Local communities in the country will soon be producing lumber to shore up the volume of legal lumber supply for the domestic market.
This will be achieved through the implementation of a project by Tropenbos International (TBI) Ghana, that seeks to link local communities to forest concession holders to produce legal lumber under the Food and Agricultural Organisation (FAO), African Caribbean and Pacific Countries (ACP) and the European Union (EU) Forest Law Enforcement Governance Trade (FLEGT) support programme.
This was made known at the launch of the Inception Workshop, of the ACP/FAO Project, which was dubbed, "Linking Local Communities and Forest Concession Holders to Produce Legal Timber for the Domestic Market," in Accra yesterday.
Dr. Attah Alhassan of the Timber Industry Development Division of the Forestry Commission, who launched the programme, said "Without a strong domestic market, our industry cannot grow. We need to look out for weaknesses in this collaboration to ensure a strong front."
Mr. Musa Mbenga, FAO Representative to Ghana, in a speech read on his behalf by Mr Atse Yapi, ex-National Forest Programme Facility Officer, FAO Sub-Regional Office for West Africa, said the project is part of the broader ACP-FLEGT support programme, known as "The Forest Law Enforcement, Governance and the Global Challenges of Deforestation and Forest Degradation, by Countering Illegal Logging and Promoting Sustainable Forest Management".
He said currently, Ghana is implementing seven projects under the ACP-FLEGT Support Programme, adding that the ACP-FLEGT Support Programme has agreed to support some projects in the country that seek to reduce illegal logging and also, integrate civil society in timber harvest validation processes, with 132,248.US Dollars.
Mr Mbenga said the FAO is pleased with the enthusiasm and the commitment of the NGOs in Ghana that have been carefully selected to conduct "these projects on the ground".
He said the initial report received form Tropenbos Ghana has been of good quality "and we trust that the final report will be equally excellent".
Mr Bart Missine, First Secretary of the EU Delegation in Ghana, said from earlier research carried out by Tropenbos International and others, "we know that despite the ban on chainsaw milling for commercial purposes, chainsaw lumber accounts for more than 80 per cent of the supply to the domestic market."
He said to meet the demand from the domestic market, each year, trees with a total volume of more than 2.5 million cubic meters, were harvested.

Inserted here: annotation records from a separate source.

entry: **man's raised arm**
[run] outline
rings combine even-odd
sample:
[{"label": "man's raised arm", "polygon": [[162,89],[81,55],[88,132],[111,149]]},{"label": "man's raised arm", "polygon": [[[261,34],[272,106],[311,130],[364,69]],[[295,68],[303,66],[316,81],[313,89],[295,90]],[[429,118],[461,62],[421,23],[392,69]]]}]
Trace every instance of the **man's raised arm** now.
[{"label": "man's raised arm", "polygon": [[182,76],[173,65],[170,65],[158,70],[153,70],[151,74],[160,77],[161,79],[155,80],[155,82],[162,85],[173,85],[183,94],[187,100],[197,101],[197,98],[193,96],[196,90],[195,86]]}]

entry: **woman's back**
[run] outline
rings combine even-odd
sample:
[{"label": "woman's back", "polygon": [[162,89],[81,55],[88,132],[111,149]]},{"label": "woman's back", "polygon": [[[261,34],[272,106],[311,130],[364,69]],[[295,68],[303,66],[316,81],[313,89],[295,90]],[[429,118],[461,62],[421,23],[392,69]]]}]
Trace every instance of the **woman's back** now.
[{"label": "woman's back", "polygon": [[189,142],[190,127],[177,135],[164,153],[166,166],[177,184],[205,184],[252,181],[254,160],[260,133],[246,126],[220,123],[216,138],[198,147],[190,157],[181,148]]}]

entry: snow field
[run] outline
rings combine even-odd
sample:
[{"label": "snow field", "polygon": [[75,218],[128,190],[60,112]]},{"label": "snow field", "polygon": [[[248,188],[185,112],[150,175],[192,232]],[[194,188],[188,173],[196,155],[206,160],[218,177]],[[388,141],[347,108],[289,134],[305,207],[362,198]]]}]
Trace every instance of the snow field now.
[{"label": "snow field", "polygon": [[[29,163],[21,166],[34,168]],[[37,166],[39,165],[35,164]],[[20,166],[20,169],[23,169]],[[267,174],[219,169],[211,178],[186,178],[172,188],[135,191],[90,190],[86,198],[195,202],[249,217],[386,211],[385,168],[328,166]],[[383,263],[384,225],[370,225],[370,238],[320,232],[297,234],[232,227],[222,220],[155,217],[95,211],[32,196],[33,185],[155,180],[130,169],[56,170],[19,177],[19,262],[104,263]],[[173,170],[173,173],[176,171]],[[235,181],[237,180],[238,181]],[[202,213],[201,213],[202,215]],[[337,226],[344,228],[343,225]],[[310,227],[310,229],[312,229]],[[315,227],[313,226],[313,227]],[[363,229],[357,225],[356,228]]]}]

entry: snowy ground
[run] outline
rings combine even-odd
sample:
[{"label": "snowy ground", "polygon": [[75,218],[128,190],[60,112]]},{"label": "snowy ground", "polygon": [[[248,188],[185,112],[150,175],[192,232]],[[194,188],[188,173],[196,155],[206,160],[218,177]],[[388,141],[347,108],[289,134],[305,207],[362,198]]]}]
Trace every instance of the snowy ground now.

Mr Missine said the annual allowable cut for the formal industry is two million cubic metres, adding that with no formal fees or taxes paid on that harvest, it was estimated that each year, the Government of Ghana, lost approximately 25 million Ghana cedis in potential revenue.
"We are hopeful that the current failures of the formal sector to deliver tangible benefits to local communities from commercial logging will be addressed. In the meantime however, the lack of tangible benefits means there is a strong support within such communities for chainsaw milling."
He said with more than 800,000 people relying on the informal industry, either for their direct employment or livelihood, "we do not underestimate the challenges ahead in dealing with this issue." Conventional saw-millers are at the moment not supplying enough to meet the gap between domestic supply and demand for wood.
This has partly created space for the proliferation of illegal chainsaw production, which now supplies about 84 per cent of lumber on the domestic market.
Illegal chainsaw operations are widely accepted in local communities, due to the immediate livelihood benefits people in the communities derive from the operations.
To find alternatives to illegal chainsaw milling, forest stake-holders in Ghana, under the aegis of TBI Ghana, have proposed a policy that allows artisanal millers to join selected sawmills in supplying legal lumber for the domestic market.
TBI Ghana, in conjunction with its partners, including the Timber Industry Development Division of the Forestry Commission, is therefore piloting the project to build the capacity of local communities in artisanal milling, to process lesser-used species, and convert logging residues produce by forest concession holders to usable products.